In the end, the clerics initially proposed that a council of three
take over Khomeini's position, recommending Ali Meshkini, Mousavi Ardabili and
Ali Khamenei - who had been president for six years - for the roles. The
Assembly of Experts rejected this idea, and then another leading religious
scholar, Grand Ayatollah Mohammad Reza Golpaygani, failed to get enough votes
in the Assembly to be appointed. Finally, on June 4, 1989, Khamenei was elected
Supreme Leader after winning two thirds of the votes.
Now, after 20 years, Khamenei has returned to the active political
life he had when working for the revolution and as president of the republic.
He has made partisan comments about the politics of Ahmadinejad and the
opposition, saying bluntly "of course, the president's ideas are closer to
mine" than those of Mousavi. He also declared that he has "many differences of
opinion" with Ayatollah Hashemi Rafsanjani, who is Mousavi's main backer.
Rafsanjani, who dislikes Ahmadinejad, his populist politics and his
confrontational foreign policy, was deliberately absent from Khamenei's Friday
sermon this week, in which he called for the nation to back the president.

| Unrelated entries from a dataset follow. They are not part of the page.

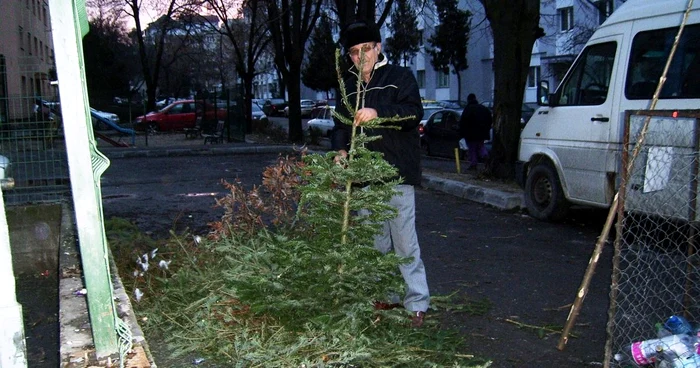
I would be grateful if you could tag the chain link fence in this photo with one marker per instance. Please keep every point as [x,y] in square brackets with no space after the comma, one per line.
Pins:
[34,160]
[655,267]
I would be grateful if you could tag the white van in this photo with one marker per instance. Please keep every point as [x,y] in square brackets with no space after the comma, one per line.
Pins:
[570,150]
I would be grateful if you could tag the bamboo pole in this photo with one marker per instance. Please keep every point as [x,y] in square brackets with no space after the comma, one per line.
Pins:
[583,289]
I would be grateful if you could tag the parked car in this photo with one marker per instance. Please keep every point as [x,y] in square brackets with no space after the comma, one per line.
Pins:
[306,107]
[441,133]
[180,115]
[274,107]
[258,114]
[427,111]
[320,106]
[98,125]
[164,102]
[453,104]
[322,120]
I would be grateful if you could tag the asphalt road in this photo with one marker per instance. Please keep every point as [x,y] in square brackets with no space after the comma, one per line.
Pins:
[528,271]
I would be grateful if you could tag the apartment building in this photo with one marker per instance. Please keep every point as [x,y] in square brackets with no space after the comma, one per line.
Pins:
[567,25]
[26,57]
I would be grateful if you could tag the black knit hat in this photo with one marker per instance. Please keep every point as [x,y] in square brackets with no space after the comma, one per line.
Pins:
[359,32]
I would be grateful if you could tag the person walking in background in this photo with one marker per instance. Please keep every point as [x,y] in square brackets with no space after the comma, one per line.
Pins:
[390,91]
[475,128]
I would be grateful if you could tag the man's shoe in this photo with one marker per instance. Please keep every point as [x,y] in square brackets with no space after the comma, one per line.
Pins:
[386,306]
[417,319]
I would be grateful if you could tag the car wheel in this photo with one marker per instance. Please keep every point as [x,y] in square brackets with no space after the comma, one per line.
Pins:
[152,128]
[544,196]
[425,148]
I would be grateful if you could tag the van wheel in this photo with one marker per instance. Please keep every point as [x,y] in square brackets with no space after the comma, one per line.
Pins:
[152,128]
[544,196]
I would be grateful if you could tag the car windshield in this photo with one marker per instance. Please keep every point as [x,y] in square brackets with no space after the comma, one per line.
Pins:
[429,111]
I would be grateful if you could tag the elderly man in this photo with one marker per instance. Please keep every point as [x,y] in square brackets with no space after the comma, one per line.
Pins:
[389,91]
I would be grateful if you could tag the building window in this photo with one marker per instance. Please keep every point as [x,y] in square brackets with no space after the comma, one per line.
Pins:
[21,38]
[566,18]
[533,76]
[420,77]
[605,8]
[443,79]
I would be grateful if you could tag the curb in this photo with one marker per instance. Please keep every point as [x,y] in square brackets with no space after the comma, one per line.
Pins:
[496,198]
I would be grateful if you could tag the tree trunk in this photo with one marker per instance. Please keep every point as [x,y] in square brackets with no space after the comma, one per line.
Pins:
[294,90]
[513,23]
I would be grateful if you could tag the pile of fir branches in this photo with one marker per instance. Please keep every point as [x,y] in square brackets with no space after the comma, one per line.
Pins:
[288,276]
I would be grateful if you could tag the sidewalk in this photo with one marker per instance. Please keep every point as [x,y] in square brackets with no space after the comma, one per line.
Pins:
[467,185]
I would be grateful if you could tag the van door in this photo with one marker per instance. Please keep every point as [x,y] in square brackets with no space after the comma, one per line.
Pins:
[579,123]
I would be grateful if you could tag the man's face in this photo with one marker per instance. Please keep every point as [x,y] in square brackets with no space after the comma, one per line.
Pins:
[370,50]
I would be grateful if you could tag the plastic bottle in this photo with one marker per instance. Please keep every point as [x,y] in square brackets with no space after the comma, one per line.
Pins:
[693,360]
[648,352]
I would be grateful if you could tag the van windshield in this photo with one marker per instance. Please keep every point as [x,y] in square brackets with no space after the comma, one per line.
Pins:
[650,50]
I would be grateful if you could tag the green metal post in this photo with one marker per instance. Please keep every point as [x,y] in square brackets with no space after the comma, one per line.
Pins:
[68,25]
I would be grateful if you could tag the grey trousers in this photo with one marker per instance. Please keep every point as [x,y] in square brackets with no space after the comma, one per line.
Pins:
[399,234]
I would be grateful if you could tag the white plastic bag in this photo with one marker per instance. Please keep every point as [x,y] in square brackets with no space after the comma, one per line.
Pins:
[463,144]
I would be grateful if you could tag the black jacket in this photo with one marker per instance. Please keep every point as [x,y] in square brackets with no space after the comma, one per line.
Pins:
[391,91]
[475,123]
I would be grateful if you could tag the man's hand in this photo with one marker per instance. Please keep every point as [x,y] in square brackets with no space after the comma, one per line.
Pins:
[363,115]
[342,154]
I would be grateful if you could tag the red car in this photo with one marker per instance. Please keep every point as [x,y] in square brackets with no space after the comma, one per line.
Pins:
[179,115]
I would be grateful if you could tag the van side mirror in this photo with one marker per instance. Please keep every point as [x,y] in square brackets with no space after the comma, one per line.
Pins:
[543,96]
[553,100]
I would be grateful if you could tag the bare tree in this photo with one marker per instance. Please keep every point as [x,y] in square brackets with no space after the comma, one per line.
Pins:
[245,29]
[515,26]
[291,24]
[151,64]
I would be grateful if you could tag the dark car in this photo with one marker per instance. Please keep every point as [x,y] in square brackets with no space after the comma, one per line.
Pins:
[441,133]
[274,107]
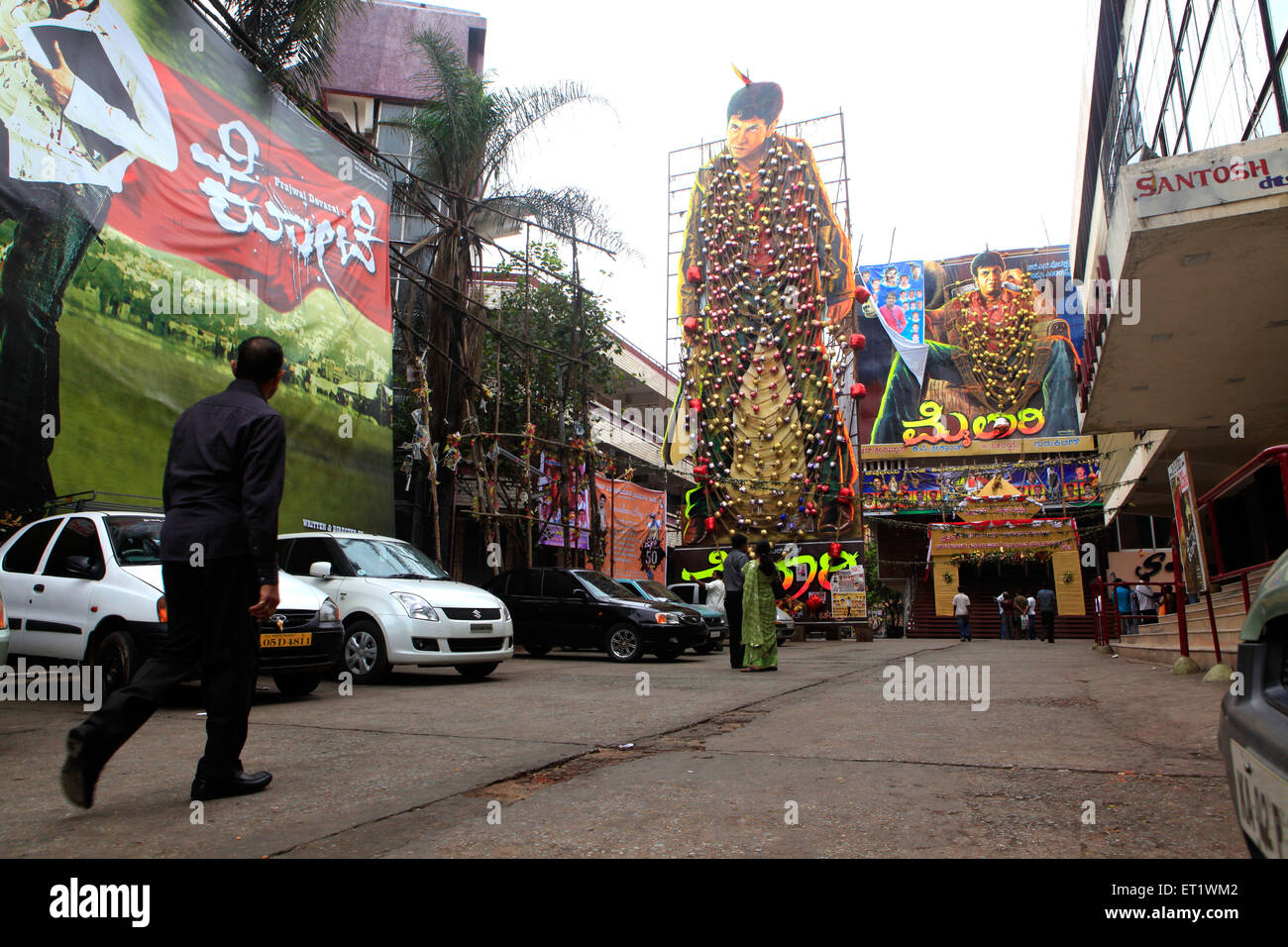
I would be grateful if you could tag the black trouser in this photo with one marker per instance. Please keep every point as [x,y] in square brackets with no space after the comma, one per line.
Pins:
[55,226]
[733,611]
[210,633]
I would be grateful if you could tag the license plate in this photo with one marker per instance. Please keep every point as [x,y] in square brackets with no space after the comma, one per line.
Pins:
[1261,797]
[300,639]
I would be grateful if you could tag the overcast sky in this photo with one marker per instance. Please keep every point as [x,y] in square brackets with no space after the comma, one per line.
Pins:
[961,118]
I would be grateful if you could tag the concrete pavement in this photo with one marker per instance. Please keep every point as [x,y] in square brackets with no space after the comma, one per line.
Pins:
[807,762]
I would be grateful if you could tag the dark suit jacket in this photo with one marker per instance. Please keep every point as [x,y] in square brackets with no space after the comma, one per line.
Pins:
[223,479]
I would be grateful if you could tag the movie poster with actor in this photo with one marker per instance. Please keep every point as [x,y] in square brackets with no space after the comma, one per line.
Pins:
[160,202]
[765,281]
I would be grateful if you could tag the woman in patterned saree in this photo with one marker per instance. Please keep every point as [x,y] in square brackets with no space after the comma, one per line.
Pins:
[759,590]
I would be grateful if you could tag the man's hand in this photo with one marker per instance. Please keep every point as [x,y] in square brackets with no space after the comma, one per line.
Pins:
[58,81]
[268,602]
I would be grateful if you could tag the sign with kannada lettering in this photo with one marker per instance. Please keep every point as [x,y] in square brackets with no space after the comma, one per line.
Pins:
[160,204]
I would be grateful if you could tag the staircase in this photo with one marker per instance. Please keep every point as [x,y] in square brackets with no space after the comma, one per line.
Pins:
[984,620]
[1160,643]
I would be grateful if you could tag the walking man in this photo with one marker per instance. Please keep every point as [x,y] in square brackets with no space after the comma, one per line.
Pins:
[1046,607]
[961,608]
[1124,600]
[734,562]
[223,484]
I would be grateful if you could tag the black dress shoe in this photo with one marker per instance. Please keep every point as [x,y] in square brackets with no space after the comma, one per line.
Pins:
[240,785]
[80,774]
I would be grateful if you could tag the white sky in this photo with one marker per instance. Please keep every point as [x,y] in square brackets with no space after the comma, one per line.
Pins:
[961,118]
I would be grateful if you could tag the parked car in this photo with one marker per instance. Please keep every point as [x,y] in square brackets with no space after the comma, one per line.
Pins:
[1253,729]
[584,608]
[86,586]
[399,607]
[656,591]
[696,594]
[4,634]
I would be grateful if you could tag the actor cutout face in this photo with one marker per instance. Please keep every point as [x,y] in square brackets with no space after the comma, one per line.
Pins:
[990,279]
[748,138]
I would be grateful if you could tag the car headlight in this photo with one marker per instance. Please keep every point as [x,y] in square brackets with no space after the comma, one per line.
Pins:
[329,613]
[416,605]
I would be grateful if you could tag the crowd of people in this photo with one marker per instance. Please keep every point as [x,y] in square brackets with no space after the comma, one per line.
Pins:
[1019,615]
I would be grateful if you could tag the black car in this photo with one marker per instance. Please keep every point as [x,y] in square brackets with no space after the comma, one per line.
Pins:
[581,608]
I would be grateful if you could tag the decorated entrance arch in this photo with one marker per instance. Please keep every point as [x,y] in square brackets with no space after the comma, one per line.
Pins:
[1000,523]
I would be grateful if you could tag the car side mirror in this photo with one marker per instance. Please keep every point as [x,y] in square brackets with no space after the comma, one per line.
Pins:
[80,566]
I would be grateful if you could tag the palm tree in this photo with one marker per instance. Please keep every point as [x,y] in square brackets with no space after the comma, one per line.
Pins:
[296,37]
[464,141]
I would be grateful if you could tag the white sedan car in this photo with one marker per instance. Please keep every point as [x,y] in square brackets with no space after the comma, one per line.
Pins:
[86,586]
[398,605]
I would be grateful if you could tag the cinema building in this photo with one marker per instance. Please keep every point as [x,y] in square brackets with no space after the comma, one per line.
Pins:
[1181,232]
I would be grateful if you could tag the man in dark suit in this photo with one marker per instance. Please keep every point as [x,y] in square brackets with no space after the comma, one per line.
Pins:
[223,484]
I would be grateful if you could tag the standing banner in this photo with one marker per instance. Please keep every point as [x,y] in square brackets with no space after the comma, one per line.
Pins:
[634,521]
[160,202]
[1189,536]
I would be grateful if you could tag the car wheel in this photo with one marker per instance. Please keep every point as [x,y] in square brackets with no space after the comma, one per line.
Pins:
[623,643]
[365,655]
[296,684]
[476,672]
[119,657]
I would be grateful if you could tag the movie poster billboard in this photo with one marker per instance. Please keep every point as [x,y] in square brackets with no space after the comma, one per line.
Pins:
[160,202]
[634,521]
[1056,484]
[557,493]
[765,292]
[1189,534]
[970,348]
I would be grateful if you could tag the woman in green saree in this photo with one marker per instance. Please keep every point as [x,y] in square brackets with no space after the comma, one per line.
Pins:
[760,586]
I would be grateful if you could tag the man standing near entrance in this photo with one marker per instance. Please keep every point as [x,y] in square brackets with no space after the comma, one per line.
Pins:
[734,561]
[223,484]
[961,608]
[1046,608]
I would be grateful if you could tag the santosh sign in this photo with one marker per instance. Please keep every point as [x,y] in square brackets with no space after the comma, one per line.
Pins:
[1170,185]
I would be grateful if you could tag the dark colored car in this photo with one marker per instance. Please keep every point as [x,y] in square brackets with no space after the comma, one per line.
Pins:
[581,608]
[1253,729]
[655,591]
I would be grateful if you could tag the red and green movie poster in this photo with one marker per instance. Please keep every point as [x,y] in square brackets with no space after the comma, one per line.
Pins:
[160,202]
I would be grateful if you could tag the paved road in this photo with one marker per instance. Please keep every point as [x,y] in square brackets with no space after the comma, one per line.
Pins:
[428,764]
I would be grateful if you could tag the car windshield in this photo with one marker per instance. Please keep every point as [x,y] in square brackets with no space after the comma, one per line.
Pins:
[136,540]
[603,586]
[387,560]
[657,591]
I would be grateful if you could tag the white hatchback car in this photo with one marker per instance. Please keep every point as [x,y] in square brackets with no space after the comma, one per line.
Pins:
[398,605]
[86,586]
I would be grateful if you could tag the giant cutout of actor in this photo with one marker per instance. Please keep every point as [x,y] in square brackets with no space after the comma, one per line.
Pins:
[765,265]
[995,352]
[78,103]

Ali Larijani, Speaker of the Majlis and Ahmadinejad's former
nuclear negotiator, has also weighed into the debate, and said, "The law cannot
be broken in the name of the nation's rights, however, the voice of the people
who have taken part in rallies must also be heard ... a majority of people are
of the opinion that the actual election results are different than what was
officially announced".
In commenting on partisan developments throughout the senior Shiite
establishment, Larijani said: "Although the Guardian Council is made up of
religious individuals, I wish certain members would not side with a certain
presidential candidate."
As these differences are aired so publicly, it is very important to
remember that all of the key players in this drama share a belief in the
principles of the Islamic Revolution, otherwise they would not be there. They
have all served for years as senior politicians and religious leaders who have
made the Islamic Republic work. Khamenei was perfectly sincere when he
described his critic Rafsanjani as being one of the architects of the
revolution and one of Iran's most important political figures for many years.
This political uniformity has also been enforced by the 12-member
Council of Guardians which disqualified 470 would-be presidential candidates,
including 42 women, even before the race began.
The arguments rocking Iran this week, and the open partisanship of
the Supreme Leader, are indications that change is on its way. What change is
hard to tell, and it will not happen immediately.